For the cryptocurrency industry:

  • Coins got new use-cases, which increases their value for holders;
  • DeFi-services simplify the interaction between various coins and blockchains, and, therefore, erase technical barriers;
  • The ability to get cheap credit, transfer funds to another pole of the planet or create your own digital asset encourages more people to engage in cryptocurrencies.

Decentralized finances today

According to DefiPulse, today the equivalent of $ 702 million is spinning in the DeFi sphere. On the eve of the indicator set a record and reached 3 million ETH. Over the past year, the volume has grown at least twice.
Experts believe that the amount will easily increase to a billion dollars after the growth of the Ethereum.

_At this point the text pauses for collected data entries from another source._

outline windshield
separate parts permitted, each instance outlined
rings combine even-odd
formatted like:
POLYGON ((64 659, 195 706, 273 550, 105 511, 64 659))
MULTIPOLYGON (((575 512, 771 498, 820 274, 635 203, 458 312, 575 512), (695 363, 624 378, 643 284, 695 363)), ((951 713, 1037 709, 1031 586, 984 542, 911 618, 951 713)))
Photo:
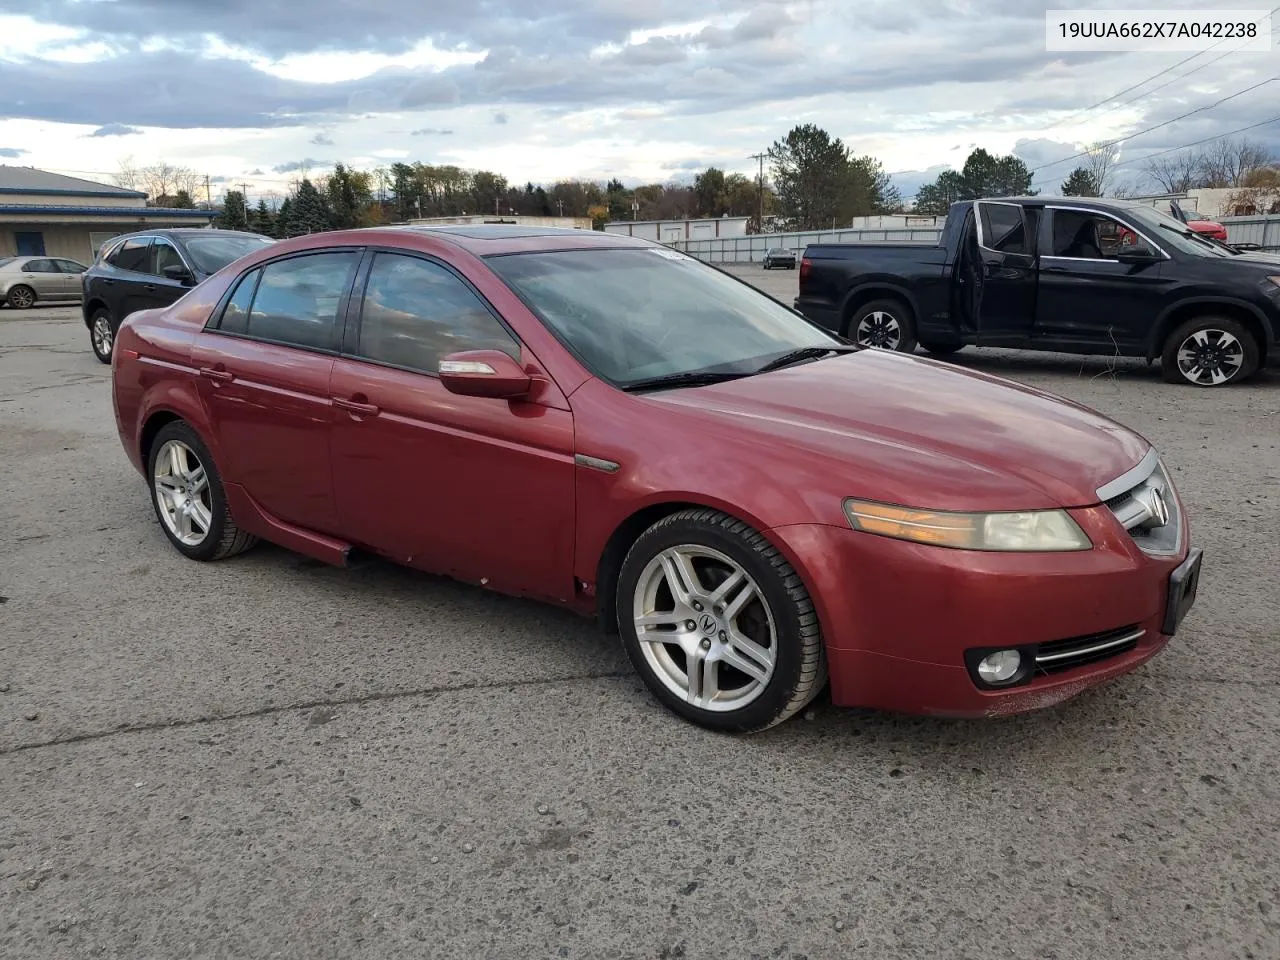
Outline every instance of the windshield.
POLYGON ((13 261, 16 259, 18 258, 17 257, 0 257, 0 267, 3 267, 6 263, 13 263, 13 261))
POLYGON ((1161 246, 1173 247, 1193 257, 1232 256, 1229 251, 1224 250, 1212 240, 1196 236, 1195 231, 1189 229, 1181 220, 1152 207, 1130 207, 1126 212, 1138 221, 1138 225, 1151 235, 1152 240, 1161 246))
POLYGON ((182 245, 187 248, 196 269, 201 273, 217 273, 231 261, 274 242, 269 237, 228 236, 211 232, 207 237, 184 237, 182 245))
POLYGON ((619 387, 681 374, 746 375, 803 347, 841 345, 674 250, 521 253, 487 262, 593 373, 619 387))

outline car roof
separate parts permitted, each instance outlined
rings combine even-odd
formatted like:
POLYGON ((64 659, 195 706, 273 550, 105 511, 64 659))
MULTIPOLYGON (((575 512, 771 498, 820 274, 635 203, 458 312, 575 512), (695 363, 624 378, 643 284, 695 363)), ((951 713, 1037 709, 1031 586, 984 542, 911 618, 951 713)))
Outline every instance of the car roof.
MULTIPOLYGON (((262 237, 261 233, 253 233, 248 230, 216 230, 205 227, 157 227, 154 230, 134 230, 132 233, 122 233, 114 236, 109 240, 113 243, 116 240, 128 240, 133 237, 171 237, 175 240, 189 240, 192 237, 262 237)), ((270 237, 266 239, 270 240, 270 237)))
POLYGON ((1018 203, 1031 207, 1116 207, 1130 209, 1146 206, 1146 204, 1135 203, 1132 200, 1117 200, 1111 197, 1055 197, 1041 194, 1037 194, 1034 197, 979 197, 976 202, 1018 203))
MULTIPOLYGON (((377 229, 377 228, 374 228, 377 229)), ((535 227, 518 224, 478 223, 447 226, 397 226, 383 228, 404 233, 437 237, 462 247, 478 257, 535 250, 583 250, 591 248, 656 247, 661 244, 621 233, 574 230, 566 227, 535 227)), ((360 233, 361 231, 346 231, 360 233)))

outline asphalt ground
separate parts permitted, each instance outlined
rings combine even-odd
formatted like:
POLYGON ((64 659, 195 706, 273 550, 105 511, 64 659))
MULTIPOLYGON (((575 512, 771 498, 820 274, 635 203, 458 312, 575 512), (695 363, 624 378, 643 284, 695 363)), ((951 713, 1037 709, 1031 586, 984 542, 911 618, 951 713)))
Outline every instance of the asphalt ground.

The developer and popular crypto enthusiast Jimmy Song notes that DeFi is already turning into a central banking system.

Consensys employees note that 2019 was the year of DeFi development. And in 2020 the situation will happen again.

According to Coinbase CEO Brian Armstrong, decentralized finance is growing exponentially. He says that DeFi-services are gaining popularity, despite the still relevant problems of scaling Ethereum.

“What I think is most exciting for me about DeFi is it’s awesome to see sort of the early indicators start to hit that hockey stick moment where they going up. I think what’s really exciting is the pace of experimentation also feels to be going up into the right. There’s so many more folks involved, there’s so many more.”


DeFi is a rapidly growing and developing field. It is becoming a popular alternative to bureaucratic traditional finance, where the profitability of instruments falls amid extremely low interest rates.

DeFi gives finance flexibility and the ability to earn a small percentage in a bear market, as well as borrow funds at an acceptable percentage. In addition, decentralized markets for synthetic assets are steadily developing, opening up new opportunities for traders.

Nevertheless, there are risks in any field and lending services are no exception. This segment is still underdeveloped and not so large.